Health insurance claim denied or underpaid? Your appeal rights
Health insurers deny or underpay approximately 17% of claims — and more than 99% of policyholders never appeal. Of the ones who do, 42–60% win. If your explanation of benefits (EOB) shows a payment lower than your medical bills, or a service was denied outright, you have a federally protected right to appeal. Deadlines are real: most ACA plans require you to file an internal appeal within 180 days.
42–60%
External appeals overturned
180 days
Typical appeal deadline
90 sec
ClaimGap analysis time
Signs your health insurance claim was underpaid or wrongly denied
- Your EOB shows the insurer paid less than your provider's negotiated rate
- A procedure was denied as 'not medically necessary' despite your doctor's documentation
- Out-of-network charges were applied when the provider is actually in-network
- Prescription drug coverage was denied based on a formulary exclusion
- A prior authorization was granted but payment was still denied
- Your deductible or out-of-pocket calculation appears incorrect
- A claim was denied after a billing code error — not a medical review
How to appeal a denied or underpaid health insurance claim
- 01
Request the denial reason in writing
Call the insurer and ask for the specific reason code and clinical criteria used to deny or reduce your claim. You are legally entitled to this information.
- 02
Gather supporting medical records
Ask your doctor for a letter of medical necessity, lab results, treatment notes, and any prior authorization approvals. This forms the medical basis of your appeal.
- 03
File an internal appeal
Submit a written internal appeal within your plan's deadline (usually 180 days). Reference the specific policy section and include all supporting documentation.
- 04
Request an external independent review
If the internal appeal fails, request an Independent Medical Review (IMR) or External Review. An independent reviewer — not employed by the insurer — makes the final decision. This process is free under the ACA.
- 05
File a state insurance complaint
File a complaint with your state's Department of Insurance. Regulators track complaint patterns and can pressure insurers to resolve disputes quickly.

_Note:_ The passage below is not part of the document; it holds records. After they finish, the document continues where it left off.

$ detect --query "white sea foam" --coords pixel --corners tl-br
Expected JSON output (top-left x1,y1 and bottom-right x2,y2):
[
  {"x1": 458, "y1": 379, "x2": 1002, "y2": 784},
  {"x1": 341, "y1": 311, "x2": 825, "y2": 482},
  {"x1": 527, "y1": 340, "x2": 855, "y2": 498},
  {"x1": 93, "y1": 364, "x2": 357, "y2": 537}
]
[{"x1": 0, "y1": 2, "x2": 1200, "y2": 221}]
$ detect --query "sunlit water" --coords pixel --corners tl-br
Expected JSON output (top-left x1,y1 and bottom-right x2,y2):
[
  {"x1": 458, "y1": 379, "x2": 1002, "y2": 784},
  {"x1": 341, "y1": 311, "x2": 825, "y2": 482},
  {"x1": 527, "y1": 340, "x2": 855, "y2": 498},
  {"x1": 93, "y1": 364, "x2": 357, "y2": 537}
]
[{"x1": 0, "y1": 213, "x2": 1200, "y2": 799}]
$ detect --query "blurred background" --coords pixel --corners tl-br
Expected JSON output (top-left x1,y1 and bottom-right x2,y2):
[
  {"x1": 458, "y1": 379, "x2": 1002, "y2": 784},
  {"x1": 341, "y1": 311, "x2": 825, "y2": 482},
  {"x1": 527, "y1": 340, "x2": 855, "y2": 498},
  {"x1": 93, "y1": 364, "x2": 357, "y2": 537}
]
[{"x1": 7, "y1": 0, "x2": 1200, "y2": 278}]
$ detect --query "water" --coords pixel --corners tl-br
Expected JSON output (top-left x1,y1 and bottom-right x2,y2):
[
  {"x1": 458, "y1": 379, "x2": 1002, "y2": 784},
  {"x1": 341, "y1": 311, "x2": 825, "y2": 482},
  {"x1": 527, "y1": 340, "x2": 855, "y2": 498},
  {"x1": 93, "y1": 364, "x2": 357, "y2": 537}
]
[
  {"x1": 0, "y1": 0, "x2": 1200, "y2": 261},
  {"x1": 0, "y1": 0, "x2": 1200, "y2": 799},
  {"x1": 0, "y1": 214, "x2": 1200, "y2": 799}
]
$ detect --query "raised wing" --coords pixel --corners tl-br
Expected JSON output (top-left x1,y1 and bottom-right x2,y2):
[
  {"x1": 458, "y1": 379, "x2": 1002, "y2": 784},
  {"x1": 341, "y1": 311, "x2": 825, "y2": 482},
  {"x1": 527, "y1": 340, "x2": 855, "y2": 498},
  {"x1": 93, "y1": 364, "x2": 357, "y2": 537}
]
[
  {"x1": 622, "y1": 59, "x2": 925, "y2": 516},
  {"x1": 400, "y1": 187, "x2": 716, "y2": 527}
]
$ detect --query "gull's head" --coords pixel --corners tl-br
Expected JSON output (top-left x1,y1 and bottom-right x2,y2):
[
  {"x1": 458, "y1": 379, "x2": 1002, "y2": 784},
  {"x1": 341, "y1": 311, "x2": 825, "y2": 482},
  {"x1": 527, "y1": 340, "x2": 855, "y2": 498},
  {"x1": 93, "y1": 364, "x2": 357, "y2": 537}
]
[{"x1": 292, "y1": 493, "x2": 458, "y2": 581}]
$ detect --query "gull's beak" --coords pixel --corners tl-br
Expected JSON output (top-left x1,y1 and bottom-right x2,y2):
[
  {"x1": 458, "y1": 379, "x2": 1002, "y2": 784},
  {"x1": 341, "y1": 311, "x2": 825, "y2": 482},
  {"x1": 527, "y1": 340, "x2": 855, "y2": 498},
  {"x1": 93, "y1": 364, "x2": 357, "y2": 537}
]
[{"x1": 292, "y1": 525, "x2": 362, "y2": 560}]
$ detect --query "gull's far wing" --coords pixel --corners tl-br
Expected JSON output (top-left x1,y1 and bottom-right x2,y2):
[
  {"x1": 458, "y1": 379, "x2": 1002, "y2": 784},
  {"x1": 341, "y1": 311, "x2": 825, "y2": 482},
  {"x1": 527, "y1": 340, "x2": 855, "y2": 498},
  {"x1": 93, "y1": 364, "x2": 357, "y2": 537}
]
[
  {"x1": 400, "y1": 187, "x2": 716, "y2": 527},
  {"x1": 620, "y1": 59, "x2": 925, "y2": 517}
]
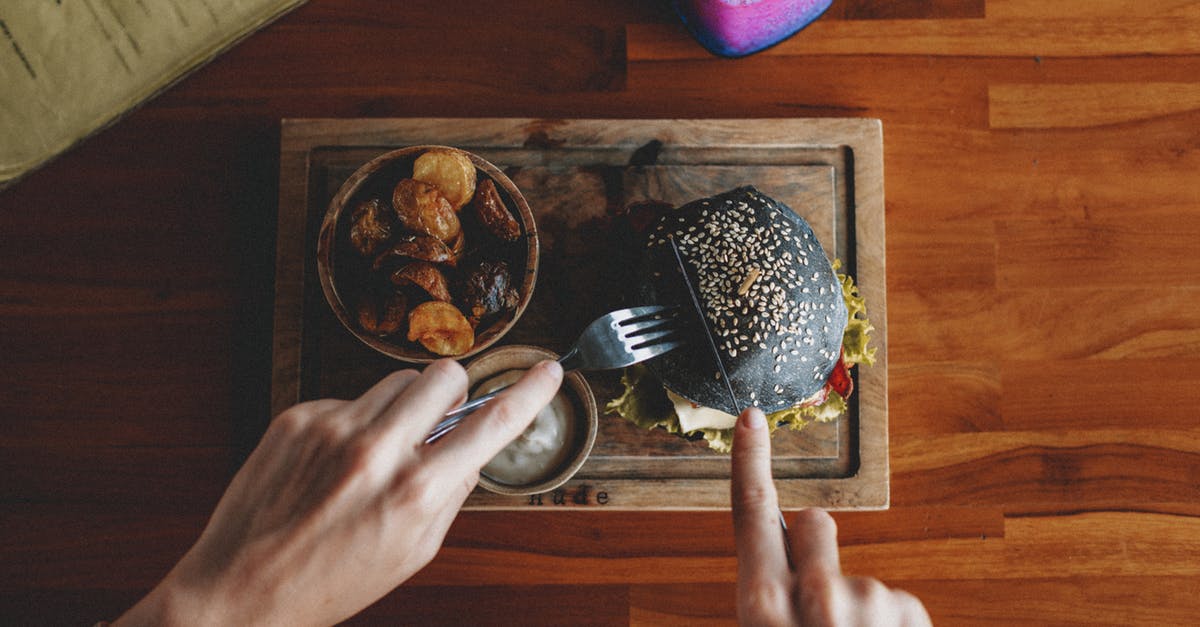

Frequently asked questions
- What percentage of health insurance appeals are successful?
- Studies show that 42–60% of health insurance claim appeals that reach an external review are decided in the patient's favor. Most people never appeal — which is exactly what insurers count on.
- How long do I have to appeal a health insurance denial?
- Under the ACA, most plans must allow at least 180 days (6 months) to file an internal appeal from the date you receive the denial notice. After exhausting internal appeals, you have 4 months to request an independent external review.
- What is an Explanation of Benefits (EOB)?
- An EOB is a statement from your insurer showing what a medical claim cost, what they paid, and what you owe. It is not a bill — but comparing it against your actual medical bills often reveals underpayment or incorrect cost-sharing calculations.
- Can I dispute a health insurance claim myself?
- Yes. You do not need a lawyer or patient advocate for most appeals. A clear written appeal with supporting medical documentation — especially a physician's letter of medical necessity — is often sufficient for internal appeals.